OCEAN PARK
Rating:
Director: David Warfield
Writer: David Warfield
Producers: Eric Liekefet, David Warfield
Director of Photography: Reinhart "Rayteam" Peschke
Cast: Kenneth Hughes, Alexandra Wilson, Jonathan Aube, Marcus Dean Fuller
Visit the IMDB Page for full cast and crew listing
 

Review by: Ryan Kugler
7/17/02

If Memento procreated with Mulholland Drive and their offspring was turned into a film directed by Greg Araki, D.P.'d by the person that shot Julian Donkey Boy and was cast by a madman (supporting cast members include Michael Des Barres and Tim Thomerson), it would resemble Ocean Park. This shockingly bad shot on digital feature has a murky look, a muddled plot and it takes itself way too seriously. It's all so overwrought and ridiculous (though played totally straight) that it starts off somewhat amusing, but ends up being one hell-of-a-chore to sit through.

The film was shot on and around the Santa Monica Pier in Los Angeles and tells a cautionary tale about an actress who comes to the motion picture capitol of the world with dreams of becoming a star (shades of Mulholland Drive).

Jo (Alexandra Wilson) is a would-be actress who hooks up with Will (Kenneth Hughes), an actor whose star is fading. He gives her acting lessons and she gives him sex. Things hit a snag for him when he brings her to a party. She meets and immediately falls for Will's brother-in-law Rick (Jonathan Aube), a success with only two roles under his belt. Jo hooks up with the married bad boy and gets involved with drugs. One evening, Rick videotapes her as she does coke and as he forcefully has sex with her. Soon after this incident, Will finds her dead body and the search for the killer and the videotape is on. Unfortunately for the two actors, the evidence shows that more than likely, one of them was responsible for her death. Things get even more complicated when Jo's twin sister Davia (also played by Wilson) and crooked cop Kenny (Marcus Dean Fuller, looking a lot like the NSYNC guy that wants to be shot into space, which on reflection sounds like a great idea as the further he gets from this planet, the better) arrive on the scene with shady plans of their own.

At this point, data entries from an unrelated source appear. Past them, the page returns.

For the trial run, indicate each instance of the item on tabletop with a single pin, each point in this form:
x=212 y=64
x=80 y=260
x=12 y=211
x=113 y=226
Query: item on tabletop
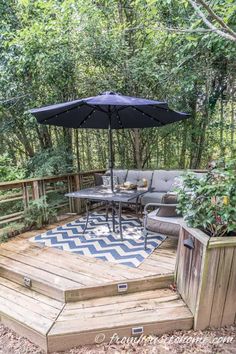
x=107 y=181
x=142 y=185
x=128 y=185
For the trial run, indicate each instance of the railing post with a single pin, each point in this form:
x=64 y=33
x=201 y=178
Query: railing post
x=25 y=194
x=35 y=190
x=77 y=185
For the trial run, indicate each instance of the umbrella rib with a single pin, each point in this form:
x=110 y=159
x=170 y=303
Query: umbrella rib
x=58 y=114
x=119 y=120
x=148 y=115
x=87 y=117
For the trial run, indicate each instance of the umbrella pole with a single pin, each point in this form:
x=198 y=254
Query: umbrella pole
x=110 y=151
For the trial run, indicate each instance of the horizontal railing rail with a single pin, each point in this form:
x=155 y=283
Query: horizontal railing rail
x=15 y=196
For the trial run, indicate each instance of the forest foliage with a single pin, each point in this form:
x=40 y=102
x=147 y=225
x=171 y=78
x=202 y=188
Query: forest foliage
x=58 y=50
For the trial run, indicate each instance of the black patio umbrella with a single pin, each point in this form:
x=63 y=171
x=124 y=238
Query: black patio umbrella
x=108 y=110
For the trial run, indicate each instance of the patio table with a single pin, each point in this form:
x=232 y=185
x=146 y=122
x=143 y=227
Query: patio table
x=111 y=198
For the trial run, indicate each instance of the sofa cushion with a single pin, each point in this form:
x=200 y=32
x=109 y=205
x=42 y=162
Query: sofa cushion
x=152 y=197
x=121 y=174
x=168 y=211
x=136 y=175
x=163 y=179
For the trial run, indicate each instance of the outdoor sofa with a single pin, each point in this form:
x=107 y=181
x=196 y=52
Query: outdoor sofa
x=159 y=201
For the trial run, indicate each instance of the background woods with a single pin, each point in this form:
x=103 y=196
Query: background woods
x=58 y=50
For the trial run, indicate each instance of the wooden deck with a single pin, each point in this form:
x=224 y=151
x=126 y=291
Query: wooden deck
x=73 y=297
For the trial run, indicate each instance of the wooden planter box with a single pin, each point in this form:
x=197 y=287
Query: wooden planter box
x=206 y=278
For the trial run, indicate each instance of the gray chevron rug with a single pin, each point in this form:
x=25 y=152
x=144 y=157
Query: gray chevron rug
x=100 y=242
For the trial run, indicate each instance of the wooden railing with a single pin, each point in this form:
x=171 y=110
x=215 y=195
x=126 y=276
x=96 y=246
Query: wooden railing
x=16 y=195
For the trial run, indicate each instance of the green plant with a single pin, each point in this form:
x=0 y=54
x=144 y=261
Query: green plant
x=39 y=213
x=11 y=230
x=209 y=202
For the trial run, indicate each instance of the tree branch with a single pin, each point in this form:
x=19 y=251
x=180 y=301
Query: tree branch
x=210 y=25
x=216 y=17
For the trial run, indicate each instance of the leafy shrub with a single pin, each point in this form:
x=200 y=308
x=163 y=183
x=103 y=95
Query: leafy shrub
x=11 y=230
x=209 y=203
x=8 y=171
x=39 y=213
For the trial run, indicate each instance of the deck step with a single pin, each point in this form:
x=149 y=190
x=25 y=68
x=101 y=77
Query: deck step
x=27 y=312
x=55 y=326
x=150 y=312
x=68 y=278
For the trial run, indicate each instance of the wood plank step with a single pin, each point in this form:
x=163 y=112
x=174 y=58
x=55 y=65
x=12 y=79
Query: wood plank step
x=67 y=278
x=157 y=312
x=29 y=314
x=41 y=281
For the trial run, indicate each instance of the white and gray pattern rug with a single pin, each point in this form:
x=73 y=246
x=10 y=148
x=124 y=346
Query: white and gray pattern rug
x=100 y=242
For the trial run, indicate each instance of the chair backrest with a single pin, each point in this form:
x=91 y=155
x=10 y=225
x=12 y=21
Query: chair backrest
x=163 y=180
x=134 y=176
x=121 y=174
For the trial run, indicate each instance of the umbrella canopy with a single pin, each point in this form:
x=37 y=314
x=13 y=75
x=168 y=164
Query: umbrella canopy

Making the mostly incoherent plot even harder to follow is writer/director David Warfield, who uses such conventions as flashbacks and flashforwards (shades of Memento) to make his tale a little less linear for the sake of being cool. It distracts, but not enough to make his tired murder mystery any more interesting or exciting. Maybe if this material was played as the camp that it really is (like Wild Things), it would have been a cheesy, fun soap opera. As is, it's a deadly dull bore.

I feel kind of bad (but not too) ripping a film like this, as I'd much rather launch an attack on a big Hollywood production. I respect David Warfield for having the drive and ambition to make his own feature and to get it accepted into a film festival, but a bad film is a bad film. Even though I didn't like Ocean Park, at least Warfield got to spend about 100 million less on his digital feature than Lucas spent on his (assuming Episode 2 cost exactly 100 million).

On a side note: Remind me never again to sit in the first five rows during a no-budget, digitally shot project. After 101 minutes of dark and blurry footage shot by a monkey-cam, my head was ready to explode.